Sylvia moved over to her toy shelves with that unnerving calm, and Chloe looked up into his eyes.
“I’m sorry,” he said, feeling helpless for the first time in the last brief, bloody hour.
She kissed him on the mouth, and if her eyes were bright with unshed tears, she ignored them. “I’m not,” she said. “You did what you had to do.”
He held her so tightly that the baby woke up with an annoyed squawk. Resting his forehead against Chloe’s, Bastien let out a long, shuddering breath. And then he pulled away.
“Let’s just go,” he said. “We can buy things on the way to the airport.”
She nodded. And ten minutes later they were speeding down the road, into the darkening night.
14
After two hours of Mahmoud puking, first into the toilet, then dry heaves into a trash bin, a towel and the rapidly emptied fruit bowl in the cabin, Isobel decided she wasn’t going to wait any longer. The storm had picked up, the huge ferry was responding to the waves with enthusiasm, and night had fallen. No sign of Killian—with luck he’d been washed overboard, leaving her stuck with Mahmoud. Even a psychopathic child soldier was preferable to her nemesis, but not one racked with nausea.
He was too weak to fight her when she scooped him up. He was nothing more than skin and bones, and she cursed Killian under her breath. If he was going to keep the damn kid with him out of some twisted form of penance, he might at least see he was properly fed.

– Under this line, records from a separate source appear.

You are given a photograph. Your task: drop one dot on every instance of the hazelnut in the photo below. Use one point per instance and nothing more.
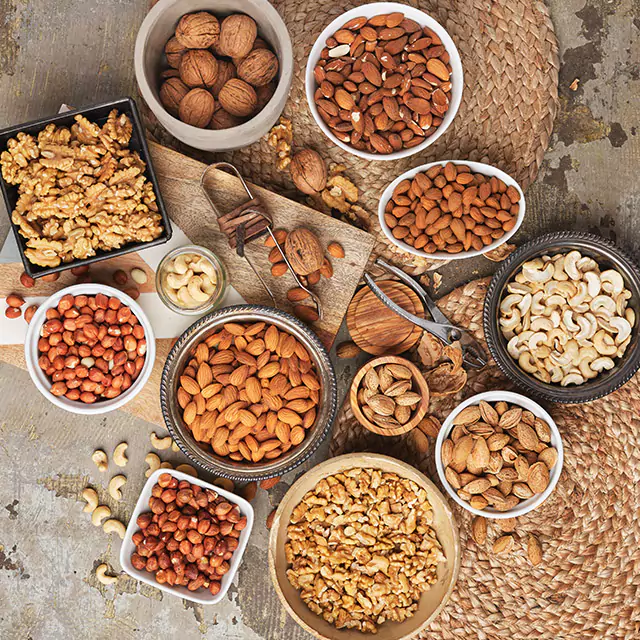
(308, 171)
(198, 68)
(238, 98)
(174, 51)
(259, 67)
(198, 30)
(197, 108)
(171, 93)
(237, 35)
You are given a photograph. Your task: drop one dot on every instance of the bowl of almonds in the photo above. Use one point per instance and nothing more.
(451, 209)
(389, 395)
(384, 81)
(499, 454)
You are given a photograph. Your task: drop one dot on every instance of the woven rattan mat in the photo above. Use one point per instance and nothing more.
(509, 55)
(588, 585)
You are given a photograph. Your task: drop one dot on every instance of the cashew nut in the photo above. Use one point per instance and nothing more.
(154, 463)
(99, 514)
(100, 458)
(91, 497)
(119, 456)
(114, 526)
(114, 486)
(103, 578)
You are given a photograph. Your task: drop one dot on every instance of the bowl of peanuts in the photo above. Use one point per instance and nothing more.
(89, 348)
(451, 209)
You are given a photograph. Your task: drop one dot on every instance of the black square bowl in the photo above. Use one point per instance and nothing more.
(97, 114)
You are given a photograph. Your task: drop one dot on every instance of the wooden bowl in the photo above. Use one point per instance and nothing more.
(422, 389)
(444, 524)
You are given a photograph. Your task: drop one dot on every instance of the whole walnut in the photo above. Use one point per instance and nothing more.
(259, 67)
(197, 108)
(237, 35)
(198, 68)
(172, 92)
(238, 98)
(226, 71)
(308, 171)
(198, 30)
(174, 51)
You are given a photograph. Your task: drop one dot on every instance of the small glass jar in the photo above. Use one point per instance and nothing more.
(184, 283)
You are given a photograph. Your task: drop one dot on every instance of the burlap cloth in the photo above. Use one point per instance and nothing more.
(509, 55)
(588, 585)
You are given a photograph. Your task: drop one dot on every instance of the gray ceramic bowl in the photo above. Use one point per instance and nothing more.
(607, 255)
(201, 454)
(159, 26)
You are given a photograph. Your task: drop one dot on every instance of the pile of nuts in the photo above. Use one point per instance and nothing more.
(498, 455)
(80, 190)
(387, 395)
(361, 548)
(566, 321)
(383, 83)
(220, 73)
(250, 391)
(450, 208)
(91, 347)
(188, 537)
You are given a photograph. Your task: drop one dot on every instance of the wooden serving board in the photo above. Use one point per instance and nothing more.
(179, 179)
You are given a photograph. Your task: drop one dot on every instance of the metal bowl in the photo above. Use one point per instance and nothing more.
(200, 453)
(607, 255)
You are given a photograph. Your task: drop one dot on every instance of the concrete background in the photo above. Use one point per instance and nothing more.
(81, 52)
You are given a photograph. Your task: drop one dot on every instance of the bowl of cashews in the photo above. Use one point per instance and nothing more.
(191, 280)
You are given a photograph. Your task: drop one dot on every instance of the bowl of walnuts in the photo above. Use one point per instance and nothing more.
(207, 70)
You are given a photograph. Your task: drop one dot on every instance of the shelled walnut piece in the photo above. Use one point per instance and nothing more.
(498, 455)
(361, 548)
(250, 391)
(188, 537)
(80, 190)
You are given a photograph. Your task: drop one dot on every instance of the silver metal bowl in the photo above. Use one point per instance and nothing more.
(201, 454)
(607, 255)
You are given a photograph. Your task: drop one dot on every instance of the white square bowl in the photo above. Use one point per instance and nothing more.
(202, 596)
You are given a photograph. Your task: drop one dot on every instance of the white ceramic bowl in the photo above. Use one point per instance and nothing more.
(202, 596)
(159, 26)
(423, 19)
(42, 381)
(526, 403)
(476, 167)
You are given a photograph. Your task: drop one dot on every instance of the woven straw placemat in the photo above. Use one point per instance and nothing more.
(509, 55)
(588, 584)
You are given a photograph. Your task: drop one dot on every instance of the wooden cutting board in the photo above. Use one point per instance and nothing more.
(179, 179)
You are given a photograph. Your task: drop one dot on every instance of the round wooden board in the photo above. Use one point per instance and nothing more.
(378, 330)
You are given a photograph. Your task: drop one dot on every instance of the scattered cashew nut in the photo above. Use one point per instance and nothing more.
(119, 456)
(114, 486)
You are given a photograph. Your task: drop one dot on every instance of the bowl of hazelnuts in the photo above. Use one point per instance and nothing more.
(216, 78)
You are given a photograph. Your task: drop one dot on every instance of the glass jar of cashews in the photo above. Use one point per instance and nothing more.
(191, 280)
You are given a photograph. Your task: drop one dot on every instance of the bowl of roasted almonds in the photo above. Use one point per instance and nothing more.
(499, 454)
(451, 209)
(389, 395)
(364, 543)
(384, 81)
(560, 317)
(248, 392)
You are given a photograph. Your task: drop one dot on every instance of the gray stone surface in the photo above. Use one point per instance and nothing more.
(81, 52)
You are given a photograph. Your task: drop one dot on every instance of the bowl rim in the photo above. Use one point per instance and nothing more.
(38, 377)
(275, 467)
(127, 547)
(413, 13)
(478, 167)
(249, 128)
(375, 461)
(553, 242)
(526, 403)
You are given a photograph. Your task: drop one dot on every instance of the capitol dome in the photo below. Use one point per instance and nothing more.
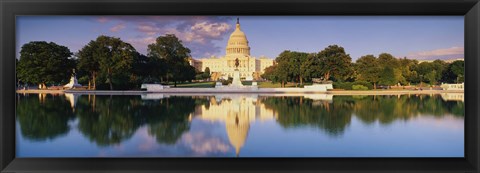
(238, 43)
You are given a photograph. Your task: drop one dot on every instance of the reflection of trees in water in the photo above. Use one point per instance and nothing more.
(387, 109)
(334, 116)
(43, 117)
(105, 120)
(109, 121)
(116, 118)
(168, 118)
(297, 112)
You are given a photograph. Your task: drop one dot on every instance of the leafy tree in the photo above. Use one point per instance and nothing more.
(386, 59)
(171, 50)
(110, 56)
(206, 73)
(330, 62)
(269, 73)
(44, 63)
(387, 76)
(368, 69)
(454, 72)
(291, 63)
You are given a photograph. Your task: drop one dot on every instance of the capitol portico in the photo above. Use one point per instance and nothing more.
(237, 47)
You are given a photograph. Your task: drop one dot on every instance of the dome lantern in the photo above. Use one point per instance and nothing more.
(238, 43)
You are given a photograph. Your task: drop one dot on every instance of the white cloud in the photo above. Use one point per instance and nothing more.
(452, 52)
(117, 27)
(198, 33)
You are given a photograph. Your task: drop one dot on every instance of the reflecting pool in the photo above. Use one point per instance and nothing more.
(239, 125)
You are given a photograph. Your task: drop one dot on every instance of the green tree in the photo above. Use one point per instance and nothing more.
(88, 62)
(206, 73)
(291, 62)
(330, 62)
(368, 69)
(110, 56)
(387, 76)
(44, 63)
(454, 72)
(171, 50)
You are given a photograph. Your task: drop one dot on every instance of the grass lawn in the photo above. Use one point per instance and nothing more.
(196, 85)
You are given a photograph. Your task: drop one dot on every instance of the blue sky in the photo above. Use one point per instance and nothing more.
(416, 37)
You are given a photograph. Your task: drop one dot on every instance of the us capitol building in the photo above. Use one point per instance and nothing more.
(237, 47)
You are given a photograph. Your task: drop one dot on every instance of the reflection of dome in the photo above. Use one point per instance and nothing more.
(72, 98)
(238, 43)
(237, 131)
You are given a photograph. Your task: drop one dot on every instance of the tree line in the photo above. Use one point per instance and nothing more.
(106, 63)
(333, 63)
(109, 120)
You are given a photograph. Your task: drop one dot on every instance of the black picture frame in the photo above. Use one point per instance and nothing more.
(10, 8)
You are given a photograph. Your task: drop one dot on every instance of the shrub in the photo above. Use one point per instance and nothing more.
(364, 83)
(359, 87)
(342, 85)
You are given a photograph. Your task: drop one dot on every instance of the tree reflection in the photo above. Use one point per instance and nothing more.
(108, 120)
(334, 116)
(297, 112)
(43, 117)
(167, 119)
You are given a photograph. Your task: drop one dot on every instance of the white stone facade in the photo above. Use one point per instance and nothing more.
(237, 48)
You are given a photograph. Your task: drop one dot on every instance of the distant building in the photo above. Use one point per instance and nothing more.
(237, 47)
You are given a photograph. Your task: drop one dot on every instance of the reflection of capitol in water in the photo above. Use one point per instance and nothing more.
(237, 111)
(453, 96)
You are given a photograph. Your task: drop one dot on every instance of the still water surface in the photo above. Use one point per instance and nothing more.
(313, 125)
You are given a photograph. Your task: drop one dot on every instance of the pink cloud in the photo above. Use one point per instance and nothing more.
(102, 19)
(118, 27)
(452, 52)
(198, 33)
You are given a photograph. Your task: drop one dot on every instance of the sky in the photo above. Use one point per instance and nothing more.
(414, 37)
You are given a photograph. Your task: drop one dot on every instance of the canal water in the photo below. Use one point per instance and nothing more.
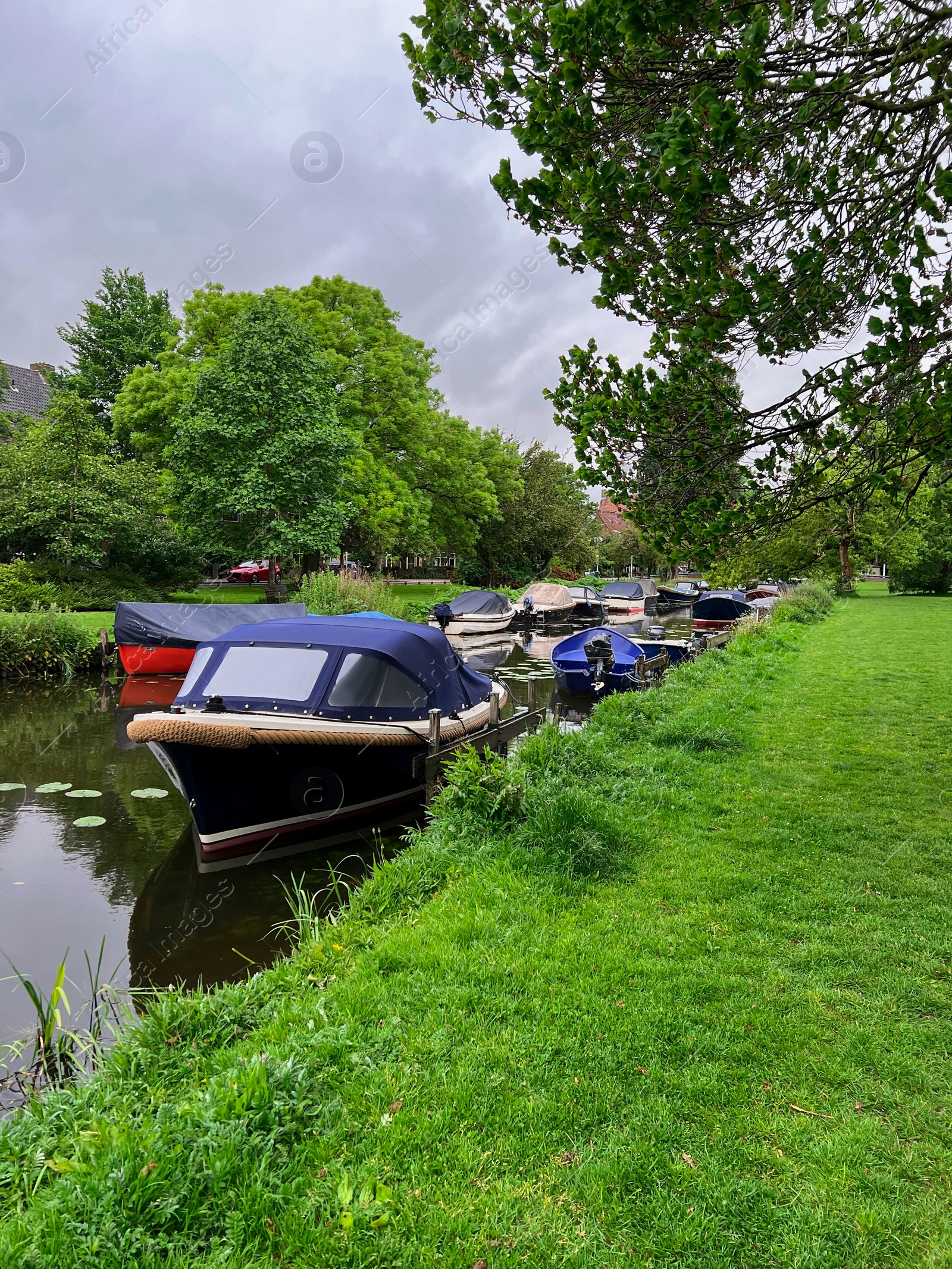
(118, 863)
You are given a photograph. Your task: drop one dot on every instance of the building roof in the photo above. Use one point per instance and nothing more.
(29, 391)
(610, 516)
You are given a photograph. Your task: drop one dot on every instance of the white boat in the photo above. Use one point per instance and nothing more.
(475, 612)
(546, 600)
(630, 597)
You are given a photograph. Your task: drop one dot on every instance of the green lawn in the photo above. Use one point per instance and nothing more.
(679, 998)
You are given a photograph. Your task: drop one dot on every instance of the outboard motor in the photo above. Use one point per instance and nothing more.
(601, 657)
(443, 613)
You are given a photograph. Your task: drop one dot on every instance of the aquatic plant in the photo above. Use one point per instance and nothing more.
(331, 594)
(46, 644)
(60, 1055)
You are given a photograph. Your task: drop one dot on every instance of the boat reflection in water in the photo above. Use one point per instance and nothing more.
(195, 928)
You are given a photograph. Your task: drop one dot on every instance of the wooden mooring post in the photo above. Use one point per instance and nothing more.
(494, 737)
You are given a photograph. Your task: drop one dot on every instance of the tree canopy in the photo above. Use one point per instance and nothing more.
(64, 494)
(418, 478)
(259, 442)
(758, 179)
(125, 327)
(546, 517)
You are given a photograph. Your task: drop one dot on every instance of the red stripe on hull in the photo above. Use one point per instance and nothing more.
(155, 660)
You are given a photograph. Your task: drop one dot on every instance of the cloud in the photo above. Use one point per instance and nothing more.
(181, 145)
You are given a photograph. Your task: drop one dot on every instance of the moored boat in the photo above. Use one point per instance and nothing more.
(630, 597)
(162, 638)
(308, 731)
(678, 593)
(588, 602)
(597, 660)
(720, 608)
(545, 600)
(475, 612)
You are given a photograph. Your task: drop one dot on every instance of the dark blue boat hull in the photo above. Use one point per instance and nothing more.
(574, 673)
(271, 797)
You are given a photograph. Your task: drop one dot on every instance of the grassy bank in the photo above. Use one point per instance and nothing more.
(671, 990)
(48, 643)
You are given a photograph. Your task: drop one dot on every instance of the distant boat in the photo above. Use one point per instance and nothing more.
(679, 593)
(720, 608)
(630, 597)
(310, 730)
(162, 638)
(475, 612)
(588, 602)
(596, 662)
(545, 600)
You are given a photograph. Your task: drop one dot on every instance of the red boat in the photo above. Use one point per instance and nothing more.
(162, 638)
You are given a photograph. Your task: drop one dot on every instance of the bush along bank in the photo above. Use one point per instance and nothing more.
(627, 999)
(46, 643)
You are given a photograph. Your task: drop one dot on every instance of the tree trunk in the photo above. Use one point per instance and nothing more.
(844, 562)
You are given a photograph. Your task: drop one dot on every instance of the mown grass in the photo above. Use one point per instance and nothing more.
(672, 990)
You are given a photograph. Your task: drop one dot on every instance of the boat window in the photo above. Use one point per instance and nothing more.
(198, 664)
(367, 681)
(271, 673)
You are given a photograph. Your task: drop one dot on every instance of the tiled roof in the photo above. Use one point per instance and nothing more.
(611, 516)
(29, 391)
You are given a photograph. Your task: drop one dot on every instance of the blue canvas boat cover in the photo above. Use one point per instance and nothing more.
(189, 625)
(346, 665)
(630, 589)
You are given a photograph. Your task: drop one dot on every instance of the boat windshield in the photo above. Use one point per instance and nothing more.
(267, 673)
(367, 682)
(198, 663)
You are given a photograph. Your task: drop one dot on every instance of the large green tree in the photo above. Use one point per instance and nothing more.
(547, 517)
(748, 179)
(65, 494)
(125, 327)
(418, 479)
(258, 442)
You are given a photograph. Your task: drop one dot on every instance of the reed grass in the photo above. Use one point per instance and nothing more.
(46, 644)
(330, 594)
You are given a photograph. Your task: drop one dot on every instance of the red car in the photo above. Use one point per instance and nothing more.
(252, 570)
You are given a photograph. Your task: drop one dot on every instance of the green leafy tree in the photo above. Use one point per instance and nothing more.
(418, 479)
(747, 180)
(125, 327)
(259, 442)
(547, 517)
(64, 493)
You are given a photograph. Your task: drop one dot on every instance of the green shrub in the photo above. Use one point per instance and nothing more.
(21, 590)
(49, 583)
(330, 594)
(46, 643)
(807, 604)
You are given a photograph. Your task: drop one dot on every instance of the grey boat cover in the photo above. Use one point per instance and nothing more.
(630, 589)
(549, 594)
(479, 603)
(189, 625)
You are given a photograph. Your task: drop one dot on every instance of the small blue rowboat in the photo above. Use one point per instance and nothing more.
(596, 662)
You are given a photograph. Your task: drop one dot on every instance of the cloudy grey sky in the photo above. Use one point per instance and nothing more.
(181, 144)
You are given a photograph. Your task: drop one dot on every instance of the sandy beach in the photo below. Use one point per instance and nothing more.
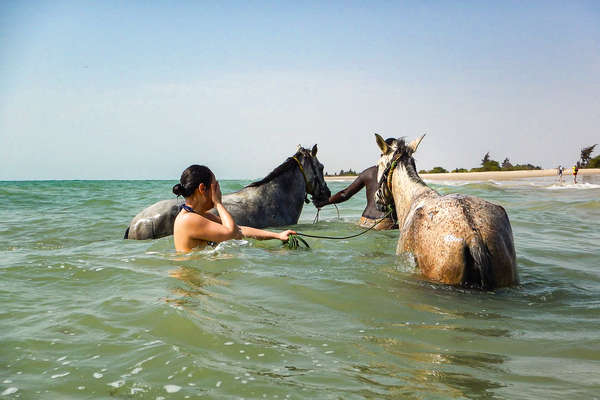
(484, 176)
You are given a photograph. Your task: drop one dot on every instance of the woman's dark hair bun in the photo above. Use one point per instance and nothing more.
(191, 178)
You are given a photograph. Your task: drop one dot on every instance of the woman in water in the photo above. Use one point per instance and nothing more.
(195, 227)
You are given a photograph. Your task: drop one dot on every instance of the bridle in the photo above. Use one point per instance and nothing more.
(386, 178)
(309, 187)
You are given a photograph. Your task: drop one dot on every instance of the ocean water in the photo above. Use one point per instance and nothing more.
(88, 315)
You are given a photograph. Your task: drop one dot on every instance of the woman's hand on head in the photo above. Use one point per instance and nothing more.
(216, 192)
(284, 235)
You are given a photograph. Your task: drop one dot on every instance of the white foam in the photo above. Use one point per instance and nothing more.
(172, 388)
(574, 186)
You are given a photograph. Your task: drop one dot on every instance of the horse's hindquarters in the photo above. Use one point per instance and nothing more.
(461, 241)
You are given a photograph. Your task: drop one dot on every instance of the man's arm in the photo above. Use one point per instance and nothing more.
(348, 192)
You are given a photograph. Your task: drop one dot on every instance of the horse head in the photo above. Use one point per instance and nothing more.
(395, 153)
(312, 170)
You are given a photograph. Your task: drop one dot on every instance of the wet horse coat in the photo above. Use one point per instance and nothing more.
(276, 200)
(455, 239)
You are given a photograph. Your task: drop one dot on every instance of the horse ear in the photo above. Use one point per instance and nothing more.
(415, 143)
(382, 144)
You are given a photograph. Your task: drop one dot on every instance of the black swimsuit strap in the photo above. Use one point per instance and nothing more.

Mahmoud tried to punch her as she juggled him in her arms. He was probably seventy-five pounds—light for a human being, damned heavy if you weren’t used to it. Isobel pumped iron, practiced yoga and ran. He was still a strain.
The nurse’s office was located on a lower deck. The few people who were out and about weren’t looking particularly happy with the rough seas, but they didn’t pay any attention as Isobel carried her small charge onto the elevator.
When the door slid open Killian was there, and she stepped out, dumping Mahmoud in his arms and stretching her shoulders. “He needs a doctor.”
Killian looked down at the bundle. “I take it he doesn’t like boats?”